Pero recientemente aparece la hermenéutica como disciplina filosófica que viene a rellenar este vacío mediante la recuperación de lo simbólico y de su papel mediador en la vida humana. Ya las propias disciplinas científicas, enfrentadas a principios de este siglo que se acaba con sucesivas crisis que derribaron su estructura clásica hasta los propios cimientos, con la dificultad consiguiente de levantar el nuevo edificio de una ciencia que crecía con rapidez sobre una cimentación endeble; han derivado, como respuesta a esta crisis, en una serie de tendencias vanguardistas que convergen en la recuperación del tradicional principio de similitud. Aliándose con estas vanguardias la hermenéutica abriga un ambicioso proyecto: elaborar una interpretación totalizadora e integradora de la realidad acorde con la imagen tradicional o hermética del hombre y del cosmos, en la que queden implicados los conocimientos más recientes alcanzados por la ciencia. Este pensamiento hermético se caracteriza por su visión imbricadora de los opuestos, mediante la que desaparece la separación dual entre hombre y cosmos, entre cuerpo y espíritu, entre lo sagrado y lo profano, conceptos todos ellos que son penetrados y vehiculados hacia la realidad por una similitud interna que los cohesiona y que no es otra que el ente de Parménides, o sea la unidad esencial del ser. Pero ahora esta unidad no es un a priori, sino la meta de un proceso constructivo, que se realiza por mediación de un principio energético o volitivo, así en el cosmos como en el hombre.
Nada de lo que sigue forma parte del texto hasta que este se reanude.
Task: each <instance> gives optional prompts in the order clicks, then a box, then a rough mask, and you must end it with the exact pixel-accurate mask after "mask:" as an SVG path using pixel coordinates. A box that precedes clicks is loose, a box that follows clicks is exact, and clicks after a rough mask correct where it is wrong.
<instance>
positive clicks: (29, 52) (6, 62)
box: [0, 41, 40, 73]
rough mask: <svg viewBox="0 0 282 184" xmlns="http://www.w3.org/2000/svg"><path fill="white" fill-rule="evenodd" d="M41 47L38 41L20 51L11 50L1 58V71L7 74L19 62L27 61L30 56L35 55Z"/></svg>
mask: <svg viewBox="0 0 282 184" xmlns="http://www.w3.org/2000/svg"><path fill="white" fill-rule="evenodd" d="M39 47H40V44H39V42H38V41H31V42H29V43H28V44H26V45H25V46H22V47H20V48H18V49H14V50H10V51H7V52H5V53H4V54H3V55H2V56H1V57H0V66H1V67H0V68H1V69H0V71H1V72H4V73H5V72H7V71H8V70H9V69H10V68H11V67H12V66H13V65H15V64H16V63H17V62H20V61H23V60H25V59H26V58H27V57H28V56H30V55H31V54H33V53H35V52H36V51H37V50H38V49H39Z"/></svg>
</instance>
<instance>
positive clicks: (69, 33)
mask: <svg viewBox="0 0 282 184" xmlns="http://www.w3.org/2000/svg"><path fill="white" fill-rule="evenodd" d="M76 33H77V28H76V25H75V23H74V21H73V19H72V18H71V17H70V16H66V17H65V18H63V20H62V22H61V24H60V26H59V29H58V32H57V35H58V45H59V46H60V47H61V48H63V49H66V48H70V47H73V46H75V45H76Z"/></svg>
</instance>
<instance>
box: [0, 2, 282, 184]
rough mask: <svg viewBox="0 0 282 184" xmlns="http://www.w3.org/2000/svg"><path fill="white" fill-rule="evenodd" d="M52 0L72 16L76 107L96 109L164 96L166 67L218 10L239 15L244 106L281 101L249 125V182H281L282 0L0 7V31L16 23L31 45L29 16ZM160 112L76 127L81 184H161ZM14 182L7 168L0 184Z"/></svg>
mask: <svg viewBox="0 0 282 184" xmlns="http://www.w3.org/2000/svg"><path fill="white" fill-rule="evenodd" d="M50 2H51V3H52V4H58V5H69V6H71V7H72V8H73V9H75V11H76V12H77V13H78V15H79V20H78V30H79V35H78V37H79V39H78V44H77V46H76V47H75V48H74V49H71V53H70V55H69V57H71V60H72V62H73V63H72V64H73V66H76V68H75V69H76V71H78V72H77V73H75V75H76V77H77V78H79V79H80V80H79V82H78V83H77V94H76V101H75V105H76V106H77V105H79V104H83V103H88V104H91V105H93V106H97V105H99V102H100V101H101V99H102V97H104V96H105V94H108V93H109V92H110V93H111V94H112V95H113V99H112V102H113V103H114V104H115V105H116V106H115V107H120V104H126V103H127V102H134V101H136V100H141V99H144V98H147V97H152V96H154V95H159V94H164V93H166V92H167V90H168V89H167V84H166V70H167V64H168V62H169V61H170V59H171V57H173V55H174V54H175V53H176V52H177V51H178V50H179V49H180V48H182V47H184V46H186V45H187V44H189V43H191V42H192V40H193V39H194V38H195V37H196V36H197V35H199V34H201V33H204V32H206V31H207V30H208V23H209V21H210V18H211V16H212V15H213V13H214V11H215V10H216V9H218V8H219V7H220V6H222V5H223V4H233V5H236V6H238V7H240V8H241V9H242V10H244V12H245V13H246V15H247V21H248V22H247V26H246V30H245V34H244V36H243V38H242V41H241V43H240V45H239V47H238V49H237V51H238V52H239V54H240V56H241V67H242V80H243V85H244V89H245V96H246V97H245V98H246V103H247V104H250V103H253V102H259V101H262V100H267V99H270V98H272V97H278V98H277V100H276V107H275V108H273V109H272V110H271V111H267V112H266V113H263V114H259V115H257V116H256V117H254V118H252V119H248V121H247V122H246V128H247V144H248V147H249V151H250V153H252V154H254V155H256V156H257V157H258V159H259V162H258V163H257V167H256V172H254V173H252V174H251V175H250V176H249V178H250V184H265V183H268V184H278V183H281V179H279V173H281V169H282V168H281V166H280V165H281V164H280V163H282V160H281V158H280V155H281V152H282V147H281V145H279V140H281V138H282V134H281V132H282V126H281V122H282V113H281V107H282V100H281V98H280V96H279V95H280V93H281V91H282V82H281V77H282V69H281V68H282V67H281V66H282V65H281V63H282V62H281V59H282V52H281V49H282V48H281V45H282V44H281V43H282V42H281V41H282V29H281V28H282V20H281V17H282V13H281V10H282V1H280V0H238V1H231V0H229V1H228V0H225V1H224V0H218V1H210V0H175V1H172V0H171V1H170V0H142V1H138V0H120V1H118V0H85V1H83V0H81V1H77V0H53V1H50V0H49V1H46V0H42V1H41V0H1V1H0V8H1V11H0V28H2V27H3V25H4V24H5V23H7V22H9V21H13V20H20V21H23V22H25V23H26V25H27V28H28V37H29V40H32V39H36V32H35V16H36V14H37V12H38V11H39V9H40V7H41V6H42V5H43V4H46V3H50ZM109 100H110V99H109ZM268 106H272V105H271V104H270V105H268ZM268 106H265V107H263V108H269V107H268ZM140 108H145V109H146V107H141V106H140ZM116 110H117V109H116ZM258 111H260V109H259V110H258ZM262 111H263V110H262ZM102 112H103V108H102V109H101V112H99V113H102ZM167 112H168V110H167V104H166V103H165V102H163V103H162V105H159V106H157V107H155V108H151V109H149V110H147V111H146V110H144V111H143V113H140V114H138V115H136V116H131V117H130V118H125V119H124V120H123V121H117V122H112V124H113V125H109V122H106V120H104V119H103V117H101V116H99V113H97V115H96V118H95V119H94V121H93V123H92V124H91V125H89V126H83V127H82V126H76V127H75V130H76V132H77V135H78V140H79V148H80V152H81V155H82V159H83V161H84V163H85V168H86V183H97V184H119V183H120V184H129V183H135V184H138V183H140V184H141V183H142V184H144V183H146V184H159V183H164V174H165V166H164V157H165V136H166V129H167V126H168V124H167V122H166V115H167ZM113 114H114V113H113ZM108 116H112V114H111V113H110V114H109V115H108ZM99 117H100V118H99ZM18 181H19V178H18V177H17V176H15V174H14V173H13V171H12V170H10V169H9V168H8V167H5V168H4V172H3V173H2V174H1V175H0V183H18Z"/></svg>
Esta vía iniciática que propone la hermenéutica tiene por lo anterior un carácter universal, pero también, y sobre todo, un carácter individual, pues cada uno debe vivirla por sí mismo de una forma única e irrepetible. Se trata de un modo escalonado de comprender la realidad, según se avanza en su investigación, que no es otra cosa que la interpretación del recuerdo platónico de las cosas, quedando esta comprensión, otorgada por la interpretación, íntimamente vinculada al modo de ser de cada uno, puesto que el sentido oculto, místico, es una realidad viva que afecta en cada momento al que la reencuentra. Comprender la realidad quiere así decir implicarla en nuestro modo de ser, mediante un proceso de apertura que, guiado por la exigencia superior de la plenitud del sentido, lo reconduce a su significado arquetípico, a su verdad espiritual, a su sentido místico o esotérico. A partir del momento privilegiado en que el hermeneuta comprende una cosa, el conocimiento que le queda de la misma no es ya una explicación externa del fenómeno investigado, sino algo que surge en su propia alma en el tiempo de la interpretación, con lo que él mismo es reconducido a su verdadero ser. De esta manera la tradición, que consiste precisamente en la transmisión del sentido, cumple su función en la medida en que es recreada por el hermeneuta, que comprendiéndola la cumplimenta en su propia alma. La tradición implica una perpetua recreación y un nuevo nacimiento, siendo en cada nueva interpretación donde la tradición se recrea a sí misma mediante la libre inspiración creadora del intérprete. Y la regeneración del sentido esotérico es, a su vez, la propia regeneración espiritual del hermeneuta, un nuevo nacimiento de su alma. El plomo negro, tumba de Osiris, se asocia al huevo, que es en to pan (uno el todo); en las esferas del fuego se fija a éste y atrae a sí un alma nueva. Y en esto, dicen los textos, consiste el gran misterio.